4. The days I had her flew by, and I was shocked by this. I was shocked at how lackadaisical and casual I was about our time. We sang, we laughed, we selfie-ed. We ate together, we watched TV together, and I even sat down on the floor for longer than five minutes and played with toys. Was it as simple as having a different attitude toward the day that allowed me to enjoy it and not resent it? An attitude formed by knowing how quickly childhood goes by? Or was it that I got the best of her?

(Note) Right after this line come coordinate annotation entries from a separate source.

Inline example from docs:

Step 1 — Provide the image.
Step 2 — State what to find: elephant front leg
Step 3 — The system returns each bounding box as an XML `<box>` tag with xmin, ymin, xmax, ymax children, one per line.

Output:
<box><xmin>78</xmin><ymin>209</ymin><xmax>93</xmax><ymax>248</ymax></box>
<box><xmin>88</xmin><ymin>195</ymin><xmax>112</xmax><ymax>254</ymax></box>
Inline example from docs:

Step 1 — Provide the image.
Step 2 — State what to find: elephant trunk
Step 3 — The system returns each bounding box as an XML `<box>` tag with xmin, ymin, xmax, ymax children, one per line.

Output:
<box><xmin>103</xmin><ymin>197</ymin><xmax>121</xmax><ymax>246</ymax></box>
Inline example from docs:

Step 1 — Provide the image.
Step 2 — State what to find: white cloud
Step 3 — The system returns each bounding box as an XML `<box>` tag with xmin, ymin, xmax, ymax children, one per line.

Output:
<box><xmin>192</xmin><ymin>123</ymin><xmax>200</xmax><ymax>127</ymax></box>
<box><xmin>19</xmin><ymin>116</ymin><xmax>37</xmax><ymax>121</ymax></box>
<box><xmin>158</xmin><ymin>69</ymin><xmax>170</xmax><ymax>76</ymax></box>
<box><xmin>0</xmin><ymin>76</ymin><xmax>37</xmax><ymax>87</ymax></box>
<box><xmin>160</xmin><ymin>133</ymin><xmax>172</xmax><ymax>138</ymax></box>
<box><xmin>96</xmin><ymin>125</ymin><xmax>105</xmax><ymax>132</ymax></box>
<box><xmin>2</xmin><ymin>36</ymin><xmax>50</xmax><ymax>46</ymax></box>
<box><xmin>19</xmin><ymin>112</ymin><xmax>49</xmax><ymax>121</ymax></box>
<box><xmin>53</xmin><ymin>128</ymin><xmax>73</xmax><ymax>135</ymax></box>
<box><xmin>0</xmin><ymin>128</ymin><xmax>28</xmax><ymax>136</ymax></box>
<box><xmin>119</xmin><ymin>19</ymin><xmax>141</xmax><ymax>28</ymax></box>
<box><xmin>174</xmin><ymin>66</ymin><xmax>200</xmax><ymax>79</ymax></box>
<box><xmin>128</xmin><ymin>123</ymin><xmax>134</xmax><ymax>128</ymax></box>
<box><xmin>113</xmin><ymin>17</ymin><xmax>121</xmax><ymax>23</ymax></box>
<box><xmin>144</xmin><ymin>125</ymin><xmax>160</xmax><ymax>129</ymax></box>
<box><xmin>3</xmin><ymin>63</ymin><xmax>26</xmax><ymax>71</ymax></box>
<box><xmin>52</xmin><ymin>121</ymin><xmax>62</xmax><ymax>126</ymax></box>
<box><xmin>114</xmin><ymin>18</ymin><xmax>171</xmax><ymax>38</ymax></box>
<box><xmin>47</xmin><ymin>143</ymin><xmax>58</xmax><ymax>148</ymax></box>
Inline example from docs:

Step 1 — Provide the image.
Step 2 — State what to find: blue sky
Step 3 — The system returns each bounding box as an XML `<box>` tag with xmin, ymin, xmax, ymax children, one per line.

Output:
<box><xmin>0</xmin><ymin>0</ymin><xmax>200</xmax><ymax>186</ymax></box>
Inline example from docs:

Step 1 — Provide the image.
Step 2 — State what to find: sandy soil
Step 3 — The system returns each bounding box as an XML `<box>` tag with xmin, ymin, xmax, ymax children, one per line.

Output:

Perhaps to her I was new and exciting, and ultimately her good behavior (and mine) was a direct reflection of me being the yes mom. I know when my own mother has my sons, all I ever hear back from her are glowing reports of how great they are—how they didn’t fight, or nag or complain. How they were a breeze to take shopping or out to eat. I always wondered how on earth my kids could be so one way with me and so another way with their grandparent. I think I get it now. They are different because she is different. She has seen the even bigger picture, and she knows the fleetingness and speed of childhood. This makes her parent, and ultimately grandparent, much differently—more deeply in many ways and less deeply in others.
I am not there yet, in the mindset of grandparenting that is, not by a long shot, but I know I will get there. I know because when 6 p.m. rolled around, and it was time for my niece to go home, I was tired from the day, but not tired of her, or caretaking, or the heavy weight of the responsibility of mothering her. I felt filled with purpose, having been a relief to her own mother and having given the best of myself to a toddler. And that best only happened as a result of years of mothering my own boys. Ever notice among the hundreds of parenting books, there are literally no grandparenting books? It’s because they aren’t needed, because we will just know how to do it right by that point. I will be very ready to finally feel like I am doing it right. Won’t you?